Segundo disse, para cumprir as regras exigidas de forma ágil e rápida, os hospitais “precisam de ter técnicos superiores, administradores hospitalares, juristas que ajudem a construir os cadernos de encargos e os processos de compras“.

“E os hospitais têm tido muita dificuldade em contratar este tipo de profissionais porque não têm autonomia para o fazer. Sempre que é preciso contratar um desses profissionais, tem de ser pedida autorização à tutela e nem sempre a tutela tem entendido a importância da contratação destas pessoas para áreas não clínicas”, acrescenta.
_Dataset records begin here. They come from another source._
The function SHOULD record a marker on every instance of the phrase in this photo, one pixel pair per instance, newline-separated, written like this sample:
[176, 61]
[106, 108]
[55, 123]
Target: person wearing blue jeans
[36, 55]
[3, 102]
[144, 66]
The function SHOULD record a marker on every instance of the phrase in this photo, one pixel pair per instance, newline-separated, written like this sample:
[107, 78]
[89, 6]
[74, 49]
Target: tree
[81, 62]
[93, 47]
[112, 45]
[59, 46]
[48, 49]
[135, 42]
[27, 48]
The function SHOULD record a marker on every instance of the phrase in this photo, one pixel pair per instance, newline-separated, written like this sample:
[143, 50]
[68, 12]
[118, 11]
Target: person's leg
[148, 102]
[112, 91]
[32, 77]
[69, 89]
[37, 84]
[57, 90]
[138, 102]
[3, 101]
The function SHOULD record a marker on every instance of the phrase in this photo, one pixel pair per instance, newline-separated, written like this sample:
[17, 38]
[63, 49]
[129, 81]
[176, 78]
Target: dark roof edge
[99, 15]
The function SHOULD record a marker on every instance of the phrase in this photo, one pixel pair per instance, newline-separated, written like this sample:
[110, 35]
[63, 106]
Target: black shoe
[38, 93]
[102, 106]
Xavier Barreto insiste que estas contratações para as áreas de suporte “também são fundamentais”, insistindo: “Se, por exemplo, o serviço de aprovisionamento não conseguir comprar em tempo útil, obviamente que todo o processo de cuidados fica prejudicado“.
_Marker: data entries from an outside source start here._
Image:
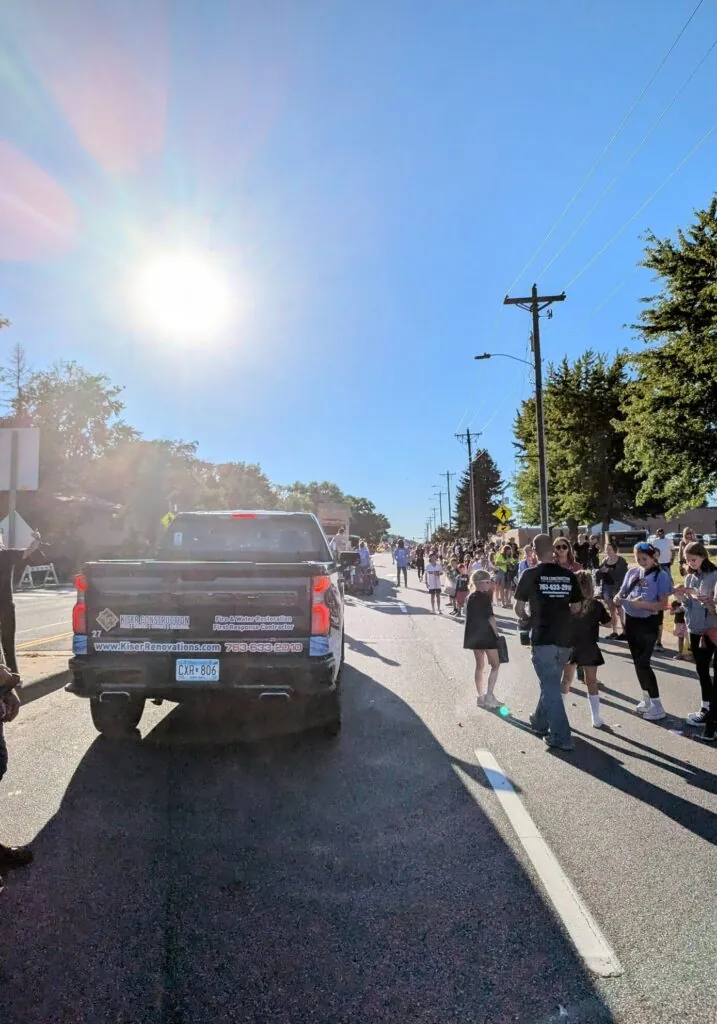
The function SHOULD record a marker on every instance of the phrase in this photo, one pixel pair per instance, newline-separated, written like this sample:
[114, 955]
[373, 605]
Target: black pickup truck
[245, 605]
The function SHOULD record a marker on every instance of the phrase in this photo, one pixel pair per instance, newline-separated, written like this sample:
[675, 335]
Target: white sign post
[19, 468]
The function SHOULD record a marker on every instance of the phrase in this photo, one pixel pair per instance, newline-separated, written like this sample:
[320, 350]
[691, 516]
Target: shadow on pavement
[683, 769]
[46, 686]
[660, 665]
[188, 878]
[609, 769]
[361, 647]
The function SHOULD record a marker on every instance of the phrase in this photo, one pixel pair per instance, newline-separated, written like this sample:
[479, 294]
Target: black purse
[502, 648]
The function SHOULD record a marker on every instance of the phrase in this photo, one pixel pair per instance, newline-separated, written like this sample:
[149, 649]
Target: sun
[183, 295]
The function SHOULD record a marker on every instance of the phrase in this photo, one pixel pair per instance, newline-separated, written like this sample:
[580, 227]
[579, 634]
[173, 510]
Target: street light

Segundo disse, com a nova organização e funcionamento do SNS, os administradores esperam que, estando prevista no plano de atividades e orçamento dos hospitais a necessidade de reforçar estas áreas, “o Governo dê essa autonomia aos hospitais, também para as contratações nas áreas não clínicas“.

De acordo com o relatório intercalar do Índex Nacional do Acesso ao Medicamento Hospitalar 2022, promovido pela APAH e que é divulgado esta sexta-feira, o processo de aquisição via Serviços Partilhados do Ministério da Saúde (SPMS) e o modelo de financiamento dos medicamentos foram outras das barreiras apontadas pelos hospitais ao acesso ao medicamento.

A quase totalidade dos hospitais que responderam disseram ainda seguir um “procedimento prévio” à introdução de um novo medicamento, após decisão de financiamento pelo Ministério da Saúde, sendo que na grande maioria o acesso apenas ocorre de forma generalizada depois da sua inclusão no Formulário Hospitalar Nacional do Medicamento (FHNM).

Os dados recolhidos junto das unidades hospitalares do SNS mostram ainda que apenas 27% dos que responderam têm consulta farmacêutica, sendo que, nestes, ela existe “apenas para alguns doentes”.

As características do doente, a patologia e a terapêutica são os principais critérios de seleção dos doentes para a consulta farmacêutica.

A este respeito, Xavier Barreto considera que o farmacêutico “tem uma intervenção fundamental, por exemplo, na conciliação terapêutica“, explicando que, numa consulta farmacêutica, pode esclarecer os medicamentos que o doente está a tomar, como os deve tomar, em que doses e como os deve conciliar com os diferentes fármacos que o doente toma.

“Esta é uma abordagem muito importante e que, infelizmente, escasseia no Serviço Nacional de Saúde”, considera o responsável.

O administrador hospitalar explicou ainda: “Sabemos que existem vários doentes, ou grupos de doentes, que aderem mal à terapêutica, que não tomam alguns medicamentos, até pelos efeitos secundários que alguns desses medicamentos têm. E esta consulta é importante também para isso, para promover esta adesão à terapêutica, até porque esta falta de adesão resulta depois em agudizações e recidivas e em idas ao serviço de urgência desnecessárias”.

Reconhece a necessidade, por uma questão de equidade, de estender estas consultas a todos os doentes, mas diz que esta possibilidade esbarra mais uma vez na falta de recursos.

“Nós não vamos conseguir fazer as consultas farmacêuticas que são necessárias, isso é claríssimo. Vai ter de haver aqui uma aposta do Governo”, acrescentou.

No relatório, os especialistas consideram que é “um desafio premente” estender esta consulta aos restantes hospitais, sobretudo face ao alargamento da distribuição de proximidade dos medicamentos de uso hospitalar.